Why using the SimpleXML library, when reading XLSX files? This is because XLSX files are build up as XML files internally, which are compressed by a ZIP algorithm.
The basic issue we encountered was that PHPExcel (beside its amount of memory optimization settings) loads the XLSX decompressed content directly by the simple_xml_load* method, which is a huge load on the system resources. It consumes the requested file completly and do not use any kind of stream buffering.
I experimented on the PHP XMLReader library, which provides the ability of reading over XML structures with a streaming mechanism. The downside is the complex usage of this library. So I looked up some libraries which already provide a support for reading XLSX files based on the XMLReader library.

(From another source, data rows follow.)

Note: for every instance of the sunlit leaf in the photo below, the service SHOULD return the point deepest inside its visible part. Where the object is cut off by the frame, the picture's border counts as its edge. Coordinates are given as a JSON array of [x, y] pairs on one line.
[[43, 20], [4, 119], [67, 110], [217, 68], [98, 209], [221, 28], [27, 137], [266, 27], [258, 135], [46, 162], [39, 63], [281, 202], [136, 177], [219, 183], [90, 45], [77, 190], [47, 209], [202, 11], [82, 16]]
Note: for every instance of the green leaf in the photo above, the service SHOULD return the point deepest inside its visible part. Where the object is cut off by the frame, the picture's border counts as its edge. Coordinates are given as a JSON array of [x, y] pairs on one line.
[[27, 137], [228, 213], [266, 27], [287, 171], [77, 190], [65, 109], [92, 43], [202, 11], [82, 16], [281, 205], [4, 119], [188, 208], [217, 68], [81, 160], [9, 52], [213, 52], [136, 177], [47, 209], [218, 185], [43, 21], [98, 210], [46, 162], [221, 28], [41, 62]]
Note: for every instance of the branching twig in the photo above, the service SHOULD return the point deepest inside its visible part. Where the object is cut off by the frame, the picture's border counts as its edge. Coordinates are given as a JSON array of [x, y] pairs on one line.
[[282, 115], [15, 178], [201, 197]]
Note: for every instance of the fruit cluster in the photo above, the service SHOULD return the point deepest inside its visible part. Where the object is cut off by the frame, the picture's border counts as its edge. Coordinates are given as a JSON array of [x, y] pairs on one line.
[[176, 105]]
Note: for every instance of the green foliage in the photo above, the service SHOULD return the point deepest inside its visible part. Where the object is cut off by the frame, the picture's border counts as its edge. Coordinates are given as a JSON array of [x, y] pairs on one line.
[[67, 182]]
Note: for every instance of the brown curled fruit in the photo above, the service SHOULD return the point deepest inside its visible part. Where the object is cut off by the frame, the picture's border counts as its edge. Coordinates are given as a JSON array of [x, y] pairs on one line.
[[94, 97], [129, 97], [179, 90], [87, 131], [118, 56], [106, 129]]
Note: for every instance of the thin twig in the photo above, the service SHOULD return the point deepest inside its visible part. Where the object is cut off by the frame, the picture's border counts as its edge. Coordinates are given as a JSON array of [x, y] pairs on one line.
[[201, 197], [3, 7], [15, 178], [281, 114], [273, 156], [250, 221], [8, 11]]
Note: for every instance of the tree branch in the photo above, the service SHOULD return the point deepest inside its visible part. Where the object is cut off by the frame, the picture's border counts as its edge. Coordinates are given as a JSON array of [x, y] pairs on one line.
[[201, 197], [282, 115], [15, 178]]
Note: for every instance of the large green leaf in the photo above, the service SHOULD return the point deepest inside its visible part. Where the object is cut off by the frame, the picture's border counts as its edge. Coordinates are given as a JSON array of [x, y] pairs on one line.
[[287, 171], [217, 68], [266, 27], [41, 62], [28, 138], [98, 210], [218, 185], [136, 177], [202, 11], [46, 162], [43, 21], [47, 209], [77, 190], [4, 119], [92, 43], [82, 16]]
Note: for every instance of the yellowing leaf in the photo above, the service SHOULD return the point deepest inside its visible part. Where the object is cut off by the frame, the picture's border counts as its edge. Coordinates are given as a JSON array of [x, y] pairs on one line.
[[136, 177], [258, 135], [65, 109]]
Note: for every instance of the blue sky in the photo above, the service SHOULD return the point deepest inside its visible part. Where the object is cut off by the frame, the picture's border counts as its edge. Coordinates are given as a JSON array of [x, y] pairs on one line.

One of the libraries I found and liked was the Spreadsheet-Parser of Akeneo Labs. With a simple API like this, the usage is very easy:
// fetch workbook, including references to all sheets
foreach ($workbook->createRowIterator($myWorksheetIndex) as $rowIndex => $values) {
var_dump($rowIndex, $values);
}
At least here a measurement of reading the same XLSX file with 100k of content rows:
PHPExcel: Duration: 233,65 s; Memory: 811,75 mb
XMLReader: Duration: 54,83 s; Memory: 17,25 mb
As you can see, the memory consumption is extremly low and the processing time is a lot fast too.